Paranoja, to jednak ciężka choroba psychiczna

Obrazek użytkownika Zygmunt Zieliński
Kraj

Za: Onet Wiadomości. Kraj 16 III 2017.

Tomasz Siemoniak stwierdził, że naturalnym kandydatem na premiera jest Grzegorz Schetyna.

„Na pytanie dlaczego wprost PO nie mówi o kandydaturze Schetyny, przecież nic mu nie grozi, bo wiadomo że tym razem wniosek nie przejdzie i premierem nie zostanie wiceszef PO, odparł: "Tym razem nie, natomiast po wyborach, sądzę, że jest to bardzo prawdopodobne. Nie boimy się, że będzie spalony, bo byśmy nie szli z tym wnioskiem o wotum nieufności bardzo zasadnym w tej sytuacji i liczymy, że ta debata da bardzo wiele argumentów do opinii publicznej, jak źle rządzi PiS. Wszystko ma swój czas, powiedzieliśmy nazwisko kiedy składaliśmy wniosek i tak właśnie będzie".” (Wytłuszczenie – ZZ)

„Ja mogę zagwarantować, że wszystko co zrobimy w tej sprawie będzie poważne…”. Zobaczmy, jak bardzo!

Mowa też była o kandydatach na prezydentów miast w przyszłych wyborach samorządowych.
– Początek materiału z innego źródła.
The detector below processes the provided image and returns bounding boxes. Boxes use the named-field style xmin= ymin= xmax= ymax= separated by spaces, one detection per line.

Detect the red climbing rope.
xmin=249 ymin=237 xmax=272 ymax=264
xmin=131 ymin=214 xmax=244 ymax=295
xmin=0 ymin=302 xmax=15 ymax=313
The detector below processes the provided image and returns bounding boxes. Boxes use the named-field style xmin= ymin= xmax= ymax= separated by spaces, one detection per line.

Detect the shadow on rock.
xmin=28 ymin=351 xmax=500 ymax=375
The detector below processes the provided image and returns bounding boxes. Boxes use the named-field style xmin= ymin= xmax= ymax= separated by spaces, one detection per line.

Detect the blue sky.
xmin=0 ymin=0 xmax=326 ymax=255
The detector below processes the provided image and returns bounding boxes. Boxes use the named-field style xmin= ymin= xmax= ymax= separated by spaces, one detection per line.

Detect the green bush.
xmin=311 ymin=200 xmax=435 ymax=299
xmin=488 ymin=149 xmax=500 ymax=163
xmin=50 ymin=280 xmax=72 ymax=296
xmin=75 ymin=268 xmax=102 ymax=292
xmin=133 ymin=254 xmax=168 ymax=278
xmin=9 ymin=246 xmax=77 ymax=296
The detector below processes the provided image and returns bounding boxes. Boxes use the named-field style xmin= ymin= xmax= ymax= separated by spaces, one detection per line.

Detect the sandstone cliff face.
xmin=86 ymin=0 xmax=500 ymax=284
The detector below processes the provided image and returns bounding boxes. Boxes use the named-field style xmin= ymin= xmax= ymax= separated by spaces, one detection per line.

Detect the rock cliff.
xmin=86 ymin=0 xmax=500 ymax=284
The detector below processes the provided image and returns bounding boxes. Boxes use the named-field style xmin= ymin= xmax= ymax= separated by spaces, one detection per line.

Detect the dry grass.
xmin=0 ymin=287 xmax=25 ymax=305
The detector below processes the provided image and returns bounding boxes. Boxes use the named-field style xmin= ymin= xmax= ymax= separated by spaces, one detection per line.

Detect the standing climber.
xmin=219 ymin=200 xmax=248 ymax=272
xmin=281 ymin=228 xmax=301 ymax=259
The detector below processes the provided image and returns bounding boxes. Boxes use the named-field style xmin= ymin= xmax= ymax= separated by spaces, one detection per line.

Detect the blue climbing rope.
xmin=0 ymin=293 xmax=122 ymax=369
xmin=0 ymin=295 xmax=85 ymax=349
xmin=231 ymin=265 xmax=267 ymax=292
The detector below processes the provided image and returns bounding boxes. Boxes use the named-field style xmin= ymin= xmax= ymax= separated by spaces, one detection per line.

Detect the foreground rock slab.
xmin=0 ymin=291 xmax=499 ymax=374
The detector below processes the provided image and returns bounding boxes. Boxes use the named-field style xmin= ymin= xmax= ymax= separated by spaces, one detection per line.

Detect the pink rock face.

Oto, co powiedział w  tej materii pan Siemoniak:

„Na pytanie, czy mogą to być kandydaci spoza Platformy Obywatelskiej powiedział: "Oczywiście, że tak". - Tu jesteśmy otwarci, wyraźnie to powiedzieliśmy. Mamy paru prezydentów bardzo dobrych cieszących się szerokim poparciem takich jak Jacek Jaśkowiak w Poznaniu. Sądzę, że on ma wszelkie predyspozycje do bycia kandydatem całej opozycji w Poznaniu. Ja w innych miastach widzę osoby z innych środowisk, czy z Nowoczesnej, czy ze środowisk ruchów miejskich, które możemy poprzeć”. (Wytłuszczenie –  ZZ). Zwłaszcza: Sopot, Gdańsk, Słupsk i parę innych, rzecz jasna, opcji i środowisk!  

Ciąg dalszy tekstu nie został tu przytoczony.